Nearly 100 years ago, Governor DeWitt Clinton, in an annual message to the legislature, speaking of an attempt on the part of the federal government to require boats navigating the canals within the state to be enrolled and licensed and to pay tonnage duties under the statutes regulating the coasting trade of the United States, spoke as follows: "The considerations which grow out of this occasion, and the complaints which have been made in different states about alleged encroachments of the national government on their constitutional powers, point to the most formidable dangers that can menace the stability of the union and the welfare of our country. Without a general government, we shall neither have union at home nor respect abroad. We shall be arrayed into separate confederacies, or exist as insulated states, maintaining large standing armies, wasting our resources in intestine wars, the dupes of foreign intrigue and the victims of civil discord. Without state authorities, there can be no civil liberty and no good government; for it is utterly impossible that so extensive a country can be bound together unless as a confederation or a military despotism. Every true friend of America will strive to maintain these respective authorities in full purity and vigor, without detracting from the powers of the one to add to those of the other, nor extending the faculties of either beyond their legitimate dimensions. Each possesses a portion of the delegated authority of the people, and each is supreme within the sphere of its constitutional powers. The apprehensions entertained by some of our distinguished statesmen at the formation of the national constitution have entirely failed; and instead of the predominance of a controlling power in the states, the centripetal force of the general government has had perhaps too great a preponderance." See Messages of the Governors, Vol. III, p. 78.
If anything were needed to add to the force of this statement, it may be found in the noteworthy address of United States Senator Charles S. Thomas, of Colorado, delivered before the State Bar Association of New York on January 16, 1920, and published in its annual report, at page 391 et seq.
It would be presumptuous in me to attempt any elaborate defense of our institutions. Abler pens than mine have dealt with the subject in language that will forever perpetuate the motives, the ideals and the sacrifices of the men who founded this republic.
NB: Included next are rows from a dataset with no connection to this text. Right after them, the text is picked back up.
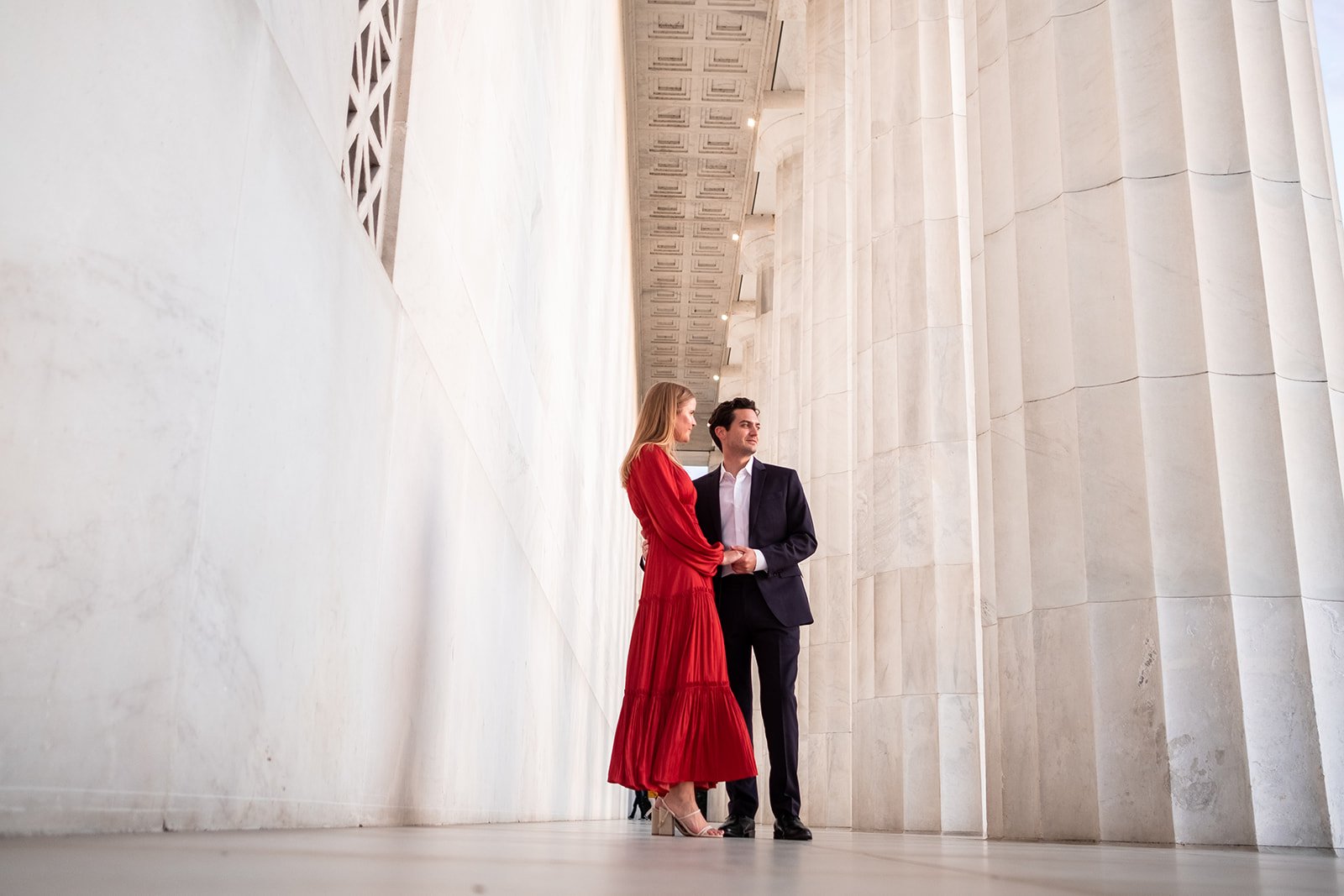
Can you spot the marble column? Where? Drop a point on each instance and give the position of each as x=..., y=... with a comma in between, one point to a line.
x=1158, y=312
x=743, y=374
x=1072, y=362
x=779, y=338
x=917, y=714
x=827, y=468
Perhaps I ought humbly to confine my words to the interpretation of law, as Lord Bacon wrote that judges should, but in what I have been saying, my purpose was not otherwise than to call attention to the dangers that lie in the pathway in which we seem to be traveling, a pathway which must lead to an end where our union, our justice, our domestic tranquility and the blessings of liberty that the Constitution endeavored to perpetuate will be no more and where the words "The United States of America" will have lost their true significance.
Motion for injunction pendente lite is granted with ten dollars costs to the plaintiff.
Motion granted, with ten dollars costs to plaintiff.